Headline

Prabowo kembali gelar rapat terbatas bahas dampak perang di wilayah Timur Tengah.

Medsos Pisau Bermata Dua

12/4/2019 05:00

SISI negatif media sosial (medsos) mendapat sorotan tajam. Ia disorot karena selama proses pemilu menjadi sumber berita bohong. Medsos juga disorot terkait dengan kekerasan sebab berpotensi menghancurkan hubungan antarwarga masyarakat.

Padahal, pada awal kemunculannya, medsos dibarengi dengan harapan besar akan menjadi ranah publik alternatif yang terlepas dari pakem media konvensional. Semua orang bisa leluasa menyampaikan pendapat, tidak perlu proses kurasi dan penyuntingan seperti dalam media lama.
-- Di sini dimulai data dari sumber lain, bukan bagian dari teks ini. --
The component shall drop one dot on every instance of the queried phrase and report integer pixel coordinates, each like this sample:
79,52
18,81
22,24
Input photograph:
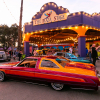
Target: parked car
72,57
56,70
4,56
51,51
98,52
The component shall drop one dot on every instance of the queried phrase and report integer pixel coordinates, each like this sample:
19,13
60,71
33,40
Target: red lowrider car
58,71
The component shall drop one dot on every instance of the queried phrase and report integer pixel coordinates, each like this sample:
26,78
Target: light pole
20,27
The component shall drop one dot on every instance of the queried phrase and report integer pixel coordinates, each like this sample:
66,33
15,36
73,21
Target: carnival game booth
56,25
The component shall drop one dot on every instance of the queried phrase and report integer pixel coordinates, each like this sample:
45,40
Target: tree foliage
8,36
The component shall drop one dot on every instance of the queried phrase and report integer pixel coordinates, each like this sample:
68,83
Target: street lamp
20,27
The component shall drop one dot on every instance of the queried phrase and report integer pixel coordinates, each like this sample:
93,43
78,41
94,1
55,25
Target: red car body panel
72,79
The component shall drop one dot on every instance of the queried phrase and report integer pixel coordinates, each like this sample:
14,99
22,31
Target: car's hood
81,65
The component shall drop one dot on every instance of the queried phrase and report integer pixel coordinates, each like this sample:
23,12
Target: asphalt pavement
18,90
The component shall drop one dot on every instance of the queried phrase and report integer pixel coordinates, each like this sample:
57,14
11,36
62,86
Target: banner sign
50,16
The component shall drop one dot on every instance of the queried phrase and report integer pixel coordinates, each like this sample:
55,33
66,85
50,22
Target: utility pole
20,27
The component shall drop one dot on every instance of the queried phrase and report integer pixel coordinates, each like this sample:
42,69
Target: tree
8,36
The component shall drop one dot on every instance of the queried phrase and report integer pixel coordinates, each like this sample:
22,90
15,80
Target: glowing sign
50,16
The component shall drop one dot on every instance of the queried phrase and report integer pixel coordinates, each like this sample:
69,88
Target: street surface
17,90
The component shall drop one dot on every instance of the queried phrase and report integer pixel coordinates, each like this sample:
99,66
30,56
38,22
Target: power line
9,11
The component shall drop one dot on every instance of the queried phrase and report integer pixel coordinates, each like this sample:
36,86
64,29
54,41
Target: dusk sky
30,7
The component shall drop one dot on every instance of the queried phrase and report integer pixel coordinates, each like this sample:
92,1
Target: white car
4,56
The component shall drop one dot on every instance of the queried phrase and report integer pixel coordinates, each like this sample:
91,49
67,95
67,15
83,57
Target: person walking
90,53
19,55
94,54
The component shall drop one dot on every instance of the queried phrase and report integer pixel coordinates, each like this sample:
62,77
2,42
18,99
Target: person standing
90,52
70,50
35,53
19,55
94,54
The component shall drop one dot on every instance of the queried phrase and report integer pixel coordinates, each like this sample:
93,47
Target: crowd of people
15,54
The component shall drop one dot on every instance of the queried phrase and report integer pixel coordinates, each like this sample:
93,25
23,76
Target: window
30,63
67,56
48,63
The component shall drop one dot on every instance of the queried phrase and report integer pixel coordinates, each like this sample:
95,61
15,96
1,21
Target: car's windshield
62,61
71,55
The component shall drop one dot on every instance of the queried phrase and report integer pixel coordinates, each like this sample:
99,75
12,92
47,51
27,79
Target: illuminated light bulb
63,28
62,8
57,29
35,32
89,15
49,3
76,27
79,13
83,12
59,7
42,8
82,26
41,31
86,27
73,13
68,13
86,14
69,27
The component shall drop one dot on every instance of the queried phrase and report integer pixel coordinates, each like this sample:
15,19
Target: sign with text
50,16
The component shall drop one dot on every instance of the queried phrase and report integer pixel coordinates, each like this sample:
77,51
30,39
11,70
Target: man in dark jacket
94,54
19,55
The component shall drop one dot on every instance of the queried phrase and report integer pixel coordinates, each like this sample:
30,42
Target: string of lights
9,11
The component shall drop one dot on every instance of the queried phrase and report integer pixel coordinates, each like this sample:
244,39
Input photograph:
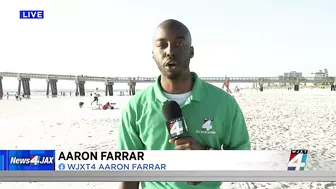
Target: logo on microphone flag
176,128
297,160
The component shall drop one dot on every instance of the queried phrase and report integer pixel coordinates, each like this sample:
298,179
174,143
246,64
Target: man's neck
179,86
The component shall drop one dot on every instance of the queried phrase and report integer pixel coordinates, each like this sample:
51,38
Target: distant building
321,75
292,74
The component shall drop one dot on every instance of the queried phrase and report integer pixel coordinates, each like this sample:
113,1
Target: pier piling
52,84
24,82
131,85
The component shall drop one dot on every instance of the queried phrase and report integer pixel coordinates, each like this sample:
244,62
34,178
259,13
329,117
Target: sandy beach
276,119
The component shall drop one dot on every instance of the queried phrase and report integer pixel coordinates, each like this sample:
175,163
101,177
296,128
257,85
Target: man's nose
170,51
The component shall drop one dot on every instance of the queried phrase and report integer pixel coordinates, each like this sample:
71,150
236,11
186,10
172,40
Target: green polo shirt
143,124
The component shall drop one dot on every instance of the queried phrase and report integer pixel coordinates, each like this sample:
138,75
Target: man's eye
179,44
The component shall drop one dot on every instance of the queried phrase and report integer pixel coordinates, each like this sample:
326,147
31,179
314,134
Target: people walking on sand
96,95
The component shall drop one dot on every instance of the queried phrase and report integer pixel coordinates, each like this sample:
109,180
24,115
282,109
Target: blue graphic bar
2,160
27,160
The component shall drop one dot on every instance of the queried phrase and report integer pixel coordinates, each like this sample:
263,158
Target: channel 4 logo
31,14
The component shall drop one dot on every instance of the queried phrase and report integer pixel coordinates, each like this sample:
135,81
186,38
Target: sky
114,38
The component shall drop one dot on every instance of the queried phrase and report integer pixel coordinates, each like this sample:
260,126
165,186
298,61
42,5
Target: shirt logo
206,127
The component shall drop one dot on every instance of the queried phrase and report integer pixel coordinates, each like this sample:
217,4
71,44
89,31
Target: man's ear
192,52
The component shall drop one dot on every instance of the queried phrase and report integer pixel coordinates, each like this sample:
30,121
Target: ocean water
42,93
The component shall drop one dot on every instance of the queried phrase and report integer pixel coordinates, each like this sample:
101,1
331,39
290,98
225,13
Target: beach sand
276,119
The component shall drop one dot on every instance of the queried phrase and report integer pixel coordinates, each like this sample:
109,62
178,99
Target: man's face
172,51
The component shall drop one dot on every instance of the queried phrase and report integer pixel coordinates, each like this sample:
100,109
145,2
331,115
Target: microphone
177,128
174,120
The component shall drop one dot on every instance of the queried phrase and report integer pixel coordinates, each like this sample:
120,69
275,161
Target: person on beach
96,95
204,106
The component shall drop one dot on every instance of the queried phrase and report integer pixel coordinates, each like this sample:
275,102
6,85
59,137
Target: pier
80,80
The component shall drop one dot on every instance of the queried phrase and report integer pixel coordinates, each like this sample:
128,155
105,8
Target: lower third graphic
61,166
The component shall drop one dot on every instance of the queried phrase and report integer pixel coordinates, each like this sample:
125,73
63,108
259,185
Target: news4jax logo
176,127
297,160
34,160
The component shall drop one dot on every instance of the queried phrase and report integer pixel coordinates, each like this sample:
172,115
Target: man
204,106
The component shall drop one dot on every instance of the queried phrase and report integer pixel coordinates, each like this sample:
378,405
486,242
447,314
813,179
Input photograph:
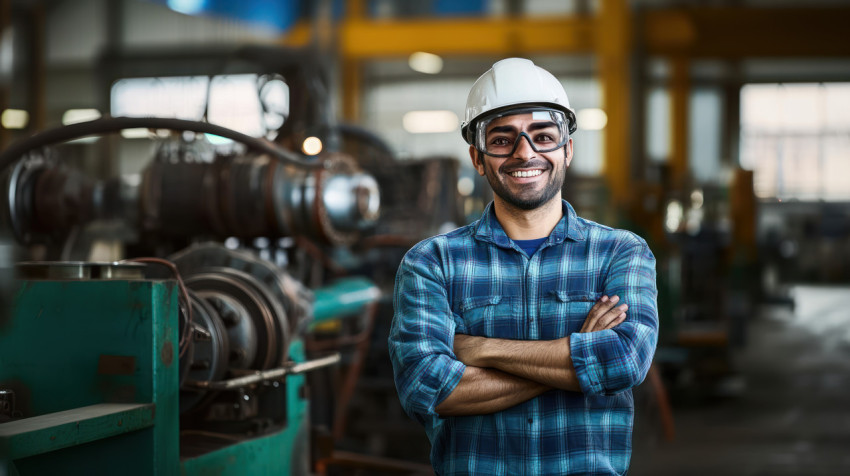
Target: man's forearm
544,362
481,391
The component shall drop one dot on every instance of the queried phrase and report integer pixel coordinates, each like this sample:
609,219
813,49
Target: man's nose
524,150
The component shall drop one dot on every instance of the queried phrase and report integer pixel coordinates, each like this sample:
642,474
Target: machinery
192,364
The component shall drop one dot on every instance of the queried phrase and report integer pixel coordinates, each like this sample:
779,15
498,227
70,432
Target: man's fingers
602,306
604,315
612,318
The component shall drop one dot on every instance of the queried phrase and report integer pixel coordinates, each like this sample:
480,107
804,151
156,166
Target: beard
528,198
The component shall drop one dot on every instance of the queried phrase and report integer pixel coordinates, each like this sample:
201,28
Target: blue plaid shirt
476,281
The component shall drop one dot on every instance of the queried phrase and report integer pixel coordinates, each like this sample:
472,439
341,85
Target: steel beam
736,32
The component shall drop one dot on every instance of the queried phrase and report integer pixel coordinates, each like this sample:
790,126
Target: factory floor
786,410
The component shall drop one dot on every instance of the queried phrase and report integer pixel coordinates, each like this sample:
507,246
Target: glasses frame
480,138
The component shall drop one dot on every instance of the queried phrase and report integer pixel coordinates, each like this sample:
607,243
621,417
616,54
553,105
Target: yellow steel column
351,69
679,97
613,38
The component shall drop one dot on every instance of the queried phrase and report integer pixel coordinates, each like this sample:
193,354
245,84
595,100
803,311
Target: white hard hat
510,83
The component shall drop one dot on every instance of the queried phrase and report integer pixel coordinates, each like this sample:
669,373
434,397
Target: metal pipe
292,368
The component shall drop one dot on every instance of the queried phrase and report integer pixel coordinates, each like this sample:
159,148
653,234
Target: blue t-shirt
530,246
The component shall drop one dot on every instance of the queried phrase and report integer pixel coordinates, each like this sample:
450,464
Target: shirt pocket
564,312
491,316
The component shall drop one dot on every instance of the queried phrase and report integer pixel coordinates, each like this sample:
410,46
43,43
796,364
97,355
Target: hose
114,124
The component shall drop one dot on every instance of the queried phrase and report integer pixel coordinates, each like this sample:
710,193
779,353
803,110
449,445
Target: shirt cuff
587,366
451,377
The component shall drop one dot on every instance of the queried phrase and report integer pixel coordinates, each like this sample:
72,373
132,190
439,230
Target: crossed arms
439,372
501,373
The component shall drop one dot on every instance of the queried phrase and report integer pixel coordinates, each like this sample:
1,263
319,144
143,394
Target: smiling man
517,339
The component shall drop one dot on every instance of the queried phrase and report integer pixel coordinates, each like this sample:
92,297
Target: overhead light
425,63
674,216
312,146
592,119
73,116
425,122
14,119
189,7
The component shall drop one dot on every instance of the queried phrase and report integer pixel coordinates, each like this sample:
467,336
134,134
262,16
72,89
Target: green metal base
94,367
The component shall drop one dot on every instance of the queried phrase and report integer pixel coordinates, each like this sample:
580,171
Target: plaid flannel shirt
476,281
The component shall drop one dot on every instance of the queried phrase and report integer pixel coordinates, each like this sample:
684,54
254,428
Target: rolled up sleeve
421,338
617,359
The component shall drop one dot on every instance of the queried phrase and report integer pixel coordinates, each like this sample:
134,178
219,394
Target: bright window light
189,7
794,138
14,119
427,122
592,119
73,116
425,63
312,146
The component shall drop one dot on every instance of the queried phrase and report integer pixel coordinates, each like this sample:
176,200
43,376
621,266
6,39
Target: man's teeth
526,173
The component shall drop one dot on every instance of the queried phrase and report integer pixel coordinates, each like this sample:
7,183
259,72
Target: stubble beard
553,188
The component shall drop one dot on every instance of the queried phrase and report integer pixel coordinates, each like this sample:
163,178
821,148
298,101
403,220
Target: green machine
106,369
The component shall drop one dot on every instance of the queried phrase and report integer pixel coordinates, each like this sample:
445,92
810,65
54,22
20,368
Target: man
517,339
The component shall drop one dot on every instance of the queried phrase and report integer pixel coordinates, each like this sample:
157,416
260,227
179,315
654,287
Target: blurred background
284,154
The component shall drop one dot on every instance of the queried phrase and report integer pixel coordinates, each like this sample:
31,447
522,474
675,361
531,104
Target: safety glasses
497,137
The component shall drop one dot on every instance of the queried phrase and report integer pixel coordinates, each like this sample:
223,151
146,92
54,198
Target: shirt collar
569,227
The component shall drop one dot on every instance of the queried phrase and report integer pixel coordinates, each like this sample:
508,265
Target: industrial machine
191,358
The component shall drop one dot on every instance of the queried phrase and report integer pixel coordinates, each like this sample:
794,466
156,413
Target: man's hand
605,314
Keleluasaan itu pula yang memunculkan dampak negatif. Konten negatif, baik berupa berita bohong (hoaks), fitnah, perundungan, dan ujaran kebencian mendominasi. Saling serang, saling tuduh, saling caci seakan menjadi kewajaran baru dalam medsos.

Kini, medsos kerap menjadi arena permusuhan dan menjadi sumber konflik. Tanpa disertai literasi yang memadai, kehidupan di dunia medsos bakal semakin barbar. Jika dibiarkan, daya rusak medsos dapat memorak-porandakan tatanan kehidupan sosial.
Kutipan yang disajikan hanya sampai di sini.